2006-02-07 Thread gimeshell
Hi,

i'm trying to view Gutmann's paper "Secure Deletion of Data from
Magnetic and Solid-State Memory" from today's point of view and
wondering which information brought in this paper applies to modern
effort to securely erase sensitive data.

That is what he said, which may be of especial interest:

"In the time since this paper was published, some people have treated
the 35-pass overwrite technique described in it more as a kind of
voodoo incantation to banish evil spirits than the result of a
technical analysis of drive encoding techniques. As a result, they
advocate applying the voodoo to PRML and EPRML drives even though it
will have no more effect than a simple scrubbing with random data. In
fact performing the full 35-pass overwrite is pointless for any drive
since it targets a blend of scenarios involving all types of
(normally-used) encoding technology, which covers everything back to 30
+-year-old MFM methods (if you don't understand that statement, re-read
the paper). If you're using a drive which uses encoding technology X,
you only need to perform the passes specific to X, and you never need
to perform all 35 passes. For any modern PRML/EPRML drive, a few passes
of random scrubbing is the best you can do.

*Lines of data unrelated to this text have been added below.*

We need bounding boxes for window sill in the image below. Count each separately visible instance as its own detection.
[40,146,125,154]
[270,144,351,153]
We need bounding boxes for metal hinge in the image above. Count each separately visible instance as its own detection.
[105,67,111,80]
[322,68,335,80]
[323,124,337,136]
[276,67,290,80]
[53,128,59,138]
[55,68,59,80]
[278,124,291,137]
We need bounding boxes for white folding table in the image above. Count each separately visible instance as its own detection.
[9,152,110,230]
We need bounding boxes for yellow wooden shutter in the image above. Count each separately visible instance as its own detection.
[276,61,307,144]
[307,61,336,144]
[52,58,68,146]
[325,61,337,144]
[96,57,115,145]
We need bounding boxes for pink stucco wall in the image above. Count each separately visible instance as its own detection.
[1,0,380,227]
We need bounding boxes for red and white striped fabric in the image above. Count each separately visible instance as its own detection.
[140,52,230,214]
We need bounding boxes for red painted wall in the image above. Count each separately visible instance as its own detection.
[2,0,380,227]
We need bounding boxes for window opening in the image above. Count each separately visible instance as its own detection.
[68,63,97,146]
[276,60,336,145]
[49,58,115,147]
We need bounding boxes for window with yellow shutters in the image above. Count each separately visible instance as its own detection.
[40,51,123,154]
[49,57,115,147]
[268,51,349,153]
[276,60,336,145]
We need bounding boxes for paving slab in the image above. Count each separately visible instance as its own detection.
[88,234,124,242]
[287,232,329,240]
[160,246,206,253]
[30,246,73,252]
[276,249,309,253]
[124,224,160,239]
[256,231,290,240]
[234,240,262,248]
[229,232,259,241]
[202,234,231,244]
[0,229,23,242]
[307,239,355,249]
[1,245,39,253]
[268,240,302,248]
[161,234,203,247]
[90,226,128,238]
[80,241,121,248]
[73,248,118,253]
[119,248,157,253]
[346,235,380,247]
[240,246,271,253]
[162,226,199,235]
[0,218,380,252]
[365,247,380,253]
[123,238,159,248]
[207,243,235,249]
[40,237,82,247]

As the paper says, "A good
scrubbing with random data will do about as well as can be expected".
This was true in 1996, and is still true now."

So there aren't any capable patterns to be written on modern PRML/EPRML
drives to reach best results in sensitive data destruction?
He explicitely stated to use "a few passes of random scrubbing".

Am i misunderstanding something or you can really say, if you're
writing to a modern disk, forget all special scrubbing technologies,
don't use Gutmann, don't use DoS 5220.22M or other pattern writing
technologies, only a few passes of random scrubbing will do the job?